Greek rescue is still a halfway house

Financial Times
Editorial
February 21, 2012


By striking a financing deal in the early hours of Tuesday morning, eurozone leaders went further than their previous efforts to staunch Greece’s economic bleeding, but proved themselves unable to settle on a solution that will not need to be revisited yet again.

Even in the best of cases, this deal could ever only solve one part of the Greek predicament: its debilitated public finances. These must be fixed or they will continue to suck Greece’s economy down with them. This has not been averted – but it will not happen next month through uncontrolled default at a bond redemption, with unforeseeable consequences for Europe.

Supposing that the latest rescue package does work – in the sense that Athens’ debt burden peaks and falls as planned – Greece must still find a way out of the relative poverty it is now descending into. Like other countries badly hit by the crisis, it is many more years away from core European levels of prosperity than it thought. Financial uncertainty, economic contraction and political turmoil sparked by the programme risk making structural reforms needed for long-term growth harder to implement.

But even the narrower purpose of stabilising public finances is not secured with the new deal. True, this goal is closer than on Monday night.
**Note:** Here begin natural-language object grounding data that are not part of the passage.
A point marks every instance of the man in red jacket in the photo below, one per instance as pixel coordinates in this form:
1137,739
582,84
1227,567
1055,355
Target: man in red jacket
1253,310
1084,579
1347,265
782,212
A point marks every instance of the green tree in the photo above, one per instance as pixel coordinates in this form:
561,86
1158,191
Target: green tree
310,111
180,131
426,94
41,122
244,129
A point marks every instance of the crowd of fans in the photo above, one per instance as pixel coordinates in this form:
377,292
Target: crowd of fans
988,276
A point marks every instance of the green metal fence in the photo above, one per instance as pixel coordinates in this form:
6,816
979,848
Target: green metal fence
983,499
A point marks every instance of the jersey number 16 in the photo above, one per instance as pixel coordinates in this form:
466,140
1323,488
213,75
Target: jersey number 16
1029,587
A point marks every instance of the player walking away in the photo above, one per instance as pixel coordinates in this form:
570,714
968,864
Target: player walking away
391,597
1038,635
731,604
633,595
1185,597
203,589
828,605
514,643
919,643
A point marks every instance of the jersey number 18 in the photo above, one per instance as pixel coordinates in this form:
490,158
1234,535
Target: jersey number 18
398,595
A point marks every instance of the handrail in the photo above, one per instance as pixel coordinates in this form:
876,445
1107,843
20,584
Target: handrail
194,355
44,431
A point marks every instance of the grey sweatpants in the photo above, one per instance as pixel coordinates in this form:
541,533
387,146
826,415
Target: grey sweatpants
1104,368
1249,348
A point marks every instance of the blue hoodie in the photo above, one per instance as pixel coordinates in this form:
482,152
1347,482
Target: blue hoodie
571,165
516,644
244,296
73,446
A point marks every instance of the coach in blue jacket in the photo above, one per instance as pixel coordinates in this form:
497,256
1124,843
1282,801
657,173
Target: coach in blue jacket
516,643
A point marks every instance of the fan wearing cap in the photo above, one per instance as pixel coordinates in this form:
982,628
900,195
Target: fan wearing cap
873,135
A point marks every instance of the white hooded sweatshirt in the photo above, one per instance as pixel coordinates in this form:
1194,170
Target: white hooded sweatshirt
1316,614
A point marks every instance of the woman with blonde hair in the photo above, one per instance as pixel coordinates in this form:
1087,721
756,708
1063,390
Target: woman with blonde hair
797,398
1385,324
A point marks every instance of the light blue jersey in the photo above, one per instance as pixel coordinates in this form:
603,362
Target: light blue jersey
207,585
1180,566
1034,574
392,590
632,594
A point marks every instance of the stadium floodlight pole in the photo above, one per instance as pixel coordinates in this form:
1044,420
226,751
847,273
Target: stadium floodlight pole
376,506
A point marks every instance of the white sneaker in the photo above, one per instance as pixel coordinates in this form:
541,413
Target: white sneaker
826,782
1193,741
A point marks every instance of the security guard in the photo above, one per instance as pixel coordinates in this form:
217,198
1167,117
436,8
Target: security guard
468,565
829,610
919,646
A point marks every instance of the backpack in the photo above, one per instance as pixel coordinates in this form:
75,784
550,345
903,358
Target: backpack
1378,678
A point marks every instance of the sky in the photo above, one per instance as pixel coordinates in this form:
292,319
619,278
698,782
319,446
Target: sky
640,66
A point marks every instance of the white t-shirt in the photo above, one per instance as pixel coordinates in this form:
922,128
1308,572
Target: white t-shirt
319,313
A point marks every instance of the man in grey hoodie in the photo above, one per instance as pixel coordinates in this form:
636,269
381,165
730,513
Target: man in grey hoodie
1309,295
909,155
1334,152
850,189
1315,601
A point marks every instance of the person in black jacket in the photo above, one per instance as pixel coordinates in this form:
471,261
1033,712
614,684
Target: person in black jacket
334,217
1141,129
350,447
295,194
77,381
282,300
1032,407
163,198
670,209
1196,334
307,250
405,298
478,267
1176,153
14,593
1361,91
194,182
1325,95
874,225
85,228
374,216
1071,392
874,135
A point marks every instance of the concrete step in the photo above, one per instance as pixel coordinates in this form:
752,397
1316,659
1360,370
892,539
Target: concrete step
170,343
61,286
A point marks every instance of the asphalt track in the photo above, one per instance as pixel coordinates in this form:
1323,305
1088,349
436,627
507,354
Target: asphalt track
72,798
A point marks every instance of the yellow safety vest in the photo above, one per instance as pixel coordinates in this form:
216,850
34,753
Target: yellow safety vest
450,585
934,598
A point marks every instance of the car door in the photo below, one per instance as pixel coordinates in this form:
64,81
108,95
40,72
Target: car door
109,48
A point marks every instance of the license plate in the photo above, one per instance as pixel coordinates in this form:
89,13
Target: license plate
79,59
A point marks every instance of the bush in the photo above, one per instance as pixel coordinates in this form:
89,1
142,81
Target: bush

The fact that Athens is near primary balance – where tax revenues suffice to cover expenditures before debt payments – allows the eurozone to direct its loans to debt service and not to Greece’s domestic budget. Establishing a segregated account for this purpose is wise, as is Athens’ commitment to make debt service a constitutional priority. But the new €130bn that the official creditors have agreed to lend may not be enough even to cover Greece’s debt service.